Publié en ligne le 24 mai 2024 - Esprit critique et zététique -
La Fondation Descartes est une « fondation citoyenne, apartisane, indépendante et européenne, dédiée aux problématiques liées à l’information et au débat public ». Elle vient de rendre publique une étude menée auprès de 4 000 Français constituant un panel représentatif de la population métropolitaine majeure et intitulée « Analyse des croyances et comportements d’information des Français liés à leur niveau de connaissances en santé, au refus vaccinal et au renoncement médical ».

Cette étude, conçue et réalisée par Laurent Cordonier, docteur en sciences sociales et directeur de la recherche de la Fondation Descartes, peut être lue en intégralité sur le site de la Fondation

Nous reproduisons ici quelques extraits de l’introduction de ce rapport de 116 pages, avec l’aimable autorisation de la Fondation. Le choix des extraits ainsi que les intertitres sont de la rédaction de Science et pseudo-sciences.

Enquête de la Fondation Descartes

Durant la crise du Covid-19, nous avons probablement tous fait l’expérience de l’exposition à des contenus douteux, faux ou trompeurs en lien avec la pandémie, que nous les ayons rencontrés au hasard de nos navigations sur les réseaux sociaux ou qu’ils nous aient été envoyés par des connaissances […]. Cette cacophonie informationnelle a parfois été renforcée, surtout en début de crise, par des messages gouvernementaux ou médiatiques erronés, imprécis ou trop hâtifs alors que l’état de la connaissance sur le virus et son mode de transmission auraient dû inciter à davantage de prudence. De tels manquements dans la communication de crise du gouvernement et dans la couverture médiatique de la pandémie ont certainement nourri chez certains de nos concitoyens un sentiment de défiance à l’égard des institutions et des médias, pavant ainsi la voie à toutes sortes de théories du complot sur le virus, les vaccins ou, plus largement, les mesures sanitaires.
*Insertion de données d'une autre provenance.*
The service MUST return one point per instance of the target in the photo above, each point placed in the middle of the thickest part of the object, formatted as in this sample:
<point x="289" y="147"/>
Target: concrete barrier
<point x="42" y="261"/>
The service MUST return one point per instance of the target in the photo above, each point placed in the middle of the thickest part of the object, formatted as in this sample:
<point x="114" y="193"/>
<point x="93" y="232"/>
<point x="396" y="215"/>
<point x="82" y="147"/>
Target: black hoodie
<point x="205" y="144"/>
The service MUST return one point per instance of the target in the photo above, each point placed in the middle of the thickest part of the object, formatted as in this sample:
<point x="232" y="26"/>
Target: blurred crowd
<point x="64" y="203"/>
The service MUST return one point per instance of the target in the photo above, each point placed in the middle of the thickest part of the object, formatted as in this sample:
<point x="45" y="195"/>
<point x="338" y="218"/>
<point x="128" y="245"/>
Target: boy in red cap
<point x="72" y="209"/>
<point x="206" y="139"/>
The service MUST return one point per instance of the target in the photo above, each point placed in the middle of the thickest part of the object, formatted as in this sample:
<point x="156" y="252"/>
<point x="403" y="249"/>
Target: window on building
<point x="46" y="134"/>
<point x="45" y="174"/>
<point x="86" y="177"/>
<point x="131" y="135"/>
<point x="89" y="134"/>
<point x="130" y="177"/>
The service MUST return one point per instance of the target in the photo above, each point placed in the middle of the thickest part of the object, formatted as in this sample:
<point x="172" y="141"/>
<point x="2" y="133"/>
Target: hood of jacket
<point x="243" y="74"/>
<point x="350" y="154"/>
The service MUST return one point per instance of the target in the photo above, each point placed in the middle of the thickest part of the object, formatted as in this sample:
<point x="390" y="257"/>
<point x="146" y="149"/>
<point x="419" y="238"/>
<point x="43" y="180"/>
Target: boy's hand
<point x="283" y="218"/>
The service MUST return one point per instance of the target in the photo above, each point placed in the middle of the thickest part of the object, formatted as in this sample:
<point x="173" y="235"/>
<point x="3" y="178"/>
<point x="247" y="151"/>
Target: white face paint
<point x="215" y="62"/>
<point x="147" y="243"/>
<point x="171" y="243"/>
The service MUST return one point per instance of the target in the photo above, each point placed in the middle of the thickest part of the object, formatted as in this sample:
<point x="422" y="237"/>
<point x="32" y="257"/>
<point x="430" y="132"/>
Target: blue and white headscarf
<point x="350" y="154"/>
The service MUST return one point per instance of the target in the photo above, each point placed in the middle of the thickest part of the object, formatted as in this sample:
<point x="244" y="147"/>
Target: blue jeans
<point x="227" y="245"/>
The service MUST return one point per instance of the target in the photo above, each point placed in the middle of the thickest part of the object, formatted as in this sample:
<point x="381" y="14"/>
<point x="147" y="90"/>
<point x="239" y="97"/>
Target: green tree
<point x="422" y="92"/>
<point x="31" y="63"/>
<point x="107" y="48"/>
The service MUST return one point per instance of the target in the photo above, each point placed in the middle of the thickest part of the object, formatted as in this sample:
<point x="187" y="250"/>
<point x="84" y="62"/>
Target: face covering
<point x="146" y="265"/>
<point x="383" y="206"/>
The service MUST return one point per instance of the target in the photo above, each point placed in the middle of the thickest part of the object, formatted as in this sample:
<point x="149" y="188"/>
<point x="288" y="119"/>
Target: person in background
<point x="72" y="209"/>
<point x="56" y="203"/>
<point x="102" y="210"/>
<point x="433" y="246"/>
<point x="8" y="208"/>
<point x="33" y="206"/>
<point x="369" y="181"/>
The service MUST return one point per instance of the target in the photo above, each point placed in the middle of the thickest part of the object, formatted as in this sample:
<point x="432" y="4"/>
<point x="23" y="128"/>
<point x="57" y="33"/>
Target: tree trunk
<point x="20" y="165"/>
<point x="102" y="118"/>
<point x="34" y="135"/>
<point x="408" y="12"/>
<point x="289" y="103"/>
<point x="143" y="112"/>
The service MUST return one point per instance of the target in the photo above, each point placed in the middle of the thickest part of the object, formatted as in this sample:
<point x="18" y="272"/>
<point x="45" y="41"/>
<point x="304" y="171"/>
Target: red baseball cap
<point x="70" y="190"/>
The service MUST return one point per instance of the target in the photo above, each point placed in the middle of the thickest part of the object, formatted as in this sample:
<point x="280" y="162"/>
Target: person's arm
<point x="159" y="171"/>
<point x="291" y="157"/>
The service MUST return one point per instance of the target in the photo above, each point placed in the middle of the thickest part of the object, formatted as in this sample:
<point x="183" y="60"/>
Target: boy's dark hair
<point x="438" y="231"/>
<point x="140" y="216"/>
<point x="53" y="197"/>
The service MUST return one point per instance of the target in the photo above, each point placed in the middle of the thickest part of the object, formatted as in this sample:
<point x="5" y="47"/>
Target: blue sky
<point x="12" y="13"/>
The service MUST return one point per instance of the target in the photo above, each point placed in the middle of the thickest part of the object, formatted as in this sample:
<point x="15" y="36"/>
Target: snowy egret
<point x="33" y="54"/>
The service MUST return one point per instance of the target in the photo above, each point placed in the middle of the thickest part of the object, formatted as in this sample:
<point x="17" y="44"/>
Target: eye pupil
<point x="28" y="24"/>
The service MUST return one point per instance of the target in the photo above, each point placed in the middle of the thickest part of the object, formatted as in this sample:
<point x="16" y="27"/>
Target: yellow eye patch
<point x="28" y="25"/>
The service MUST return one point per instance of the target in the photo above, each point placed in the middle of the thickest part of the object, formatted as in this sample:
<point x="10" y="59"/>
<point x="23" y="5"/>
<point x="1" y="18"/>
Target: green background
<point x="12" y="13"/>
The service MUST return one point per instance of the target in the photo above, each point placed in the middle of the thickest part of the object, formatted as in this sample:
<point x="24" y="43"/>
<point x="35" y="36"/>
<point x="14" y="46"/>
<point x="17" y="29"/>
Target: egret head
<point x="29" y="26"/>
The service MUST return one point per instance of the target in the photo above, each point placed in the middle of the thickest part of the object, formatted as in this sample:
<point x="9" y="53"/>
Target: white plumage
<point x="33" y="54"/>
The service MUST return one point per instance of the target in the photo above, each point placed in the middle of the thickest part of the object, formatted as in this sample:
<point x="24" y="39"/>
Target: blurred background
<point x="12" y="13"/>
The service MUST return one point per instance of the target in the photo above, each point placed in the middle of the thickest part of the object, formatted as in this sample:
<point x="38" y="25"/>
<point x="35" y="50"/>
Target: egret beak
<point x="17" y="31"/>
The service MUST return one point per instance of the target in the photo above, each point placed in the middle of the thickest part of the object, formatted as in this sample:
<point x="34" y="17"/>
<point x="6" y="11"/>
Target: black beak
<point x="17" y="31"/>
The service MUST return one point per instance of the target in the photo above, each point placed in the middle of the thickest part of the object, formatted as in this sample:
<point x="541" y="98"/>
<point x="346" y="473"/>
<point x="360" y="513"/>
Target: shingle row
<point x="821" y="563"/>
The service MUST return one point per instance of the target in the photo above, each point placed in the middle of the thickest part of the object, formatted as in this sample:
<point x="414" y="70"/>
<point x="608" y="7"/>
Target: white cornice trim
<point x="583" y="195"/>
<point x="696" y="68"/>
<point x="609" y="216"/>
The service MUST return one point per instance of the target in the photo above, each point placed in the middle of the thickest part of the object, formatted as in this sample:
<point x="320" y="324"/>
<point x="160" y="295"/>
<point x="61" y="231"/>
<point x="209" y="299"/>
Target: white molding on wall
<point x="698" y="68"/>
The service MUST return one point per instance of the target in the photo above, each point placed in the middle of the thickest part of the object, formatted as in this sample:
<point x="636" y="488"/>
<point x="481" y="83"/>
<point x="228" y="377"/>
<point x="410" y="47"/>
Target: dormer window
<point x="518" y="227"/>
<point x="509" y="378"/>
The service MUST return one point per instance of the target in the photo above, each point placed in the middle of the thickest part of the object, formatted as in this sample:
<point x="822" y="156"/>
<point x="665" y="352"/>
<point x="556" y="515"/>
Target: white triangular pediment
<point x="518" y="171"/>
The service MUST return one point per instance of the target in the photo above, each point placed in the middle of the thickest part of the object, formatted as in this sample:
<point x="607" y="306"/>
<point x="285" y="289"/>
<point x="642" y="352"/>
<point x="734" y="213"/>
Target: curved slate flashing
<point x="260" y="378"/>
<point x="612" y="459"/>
Dans leur ensemble, cependant, les Français ne se sont pas détournés des médias grand public pour s’informer durant la pandémie, bien au contraire. En effet, d’après une étude menée en France, en Allemagne, au Royaume-Uni et aux États-Unis, la consommation d’informations en ligne a augmenté dans ces pays en 2020, et ce sont les sites des médias grand public ainsi que ceux d’autres sources d’information généralement fiables qui ont le plus bénéficié de cette augmentation de trafic [1] […].

Il ne faut donc pas surestimer l’exposition effective de nos concitoyens aux infox (« fake news ») et autres théories du complot, quel qu’en soit le sujet [2] […]. Cela ne veut pas pour autant dire que la désinformation n’a pas de conséquences sur les croyances ou les comportements des individus, notamment sur les sujets de santé. C’est ce que permet d’illustrer une étude conduite au Royaume-Uni et aux États-Unis, dans laquelle des participants ont été exposés à cinq infox issues des réseaux sociaux concernant les vaccins contre le Covid-19. Les résultats montrent que leur intention vaccinale s’en est trouvée significativement amoindrie [3]. L’exposition à un faible nombre de « posts » de réseaux sociaux trompeurs peut donc suffire à produire un effet négatif sur la disposition des individus à l’égard de la vaccination.

Portrait du père de l’artiste (détail), Bruno Liljefors (1860-1939)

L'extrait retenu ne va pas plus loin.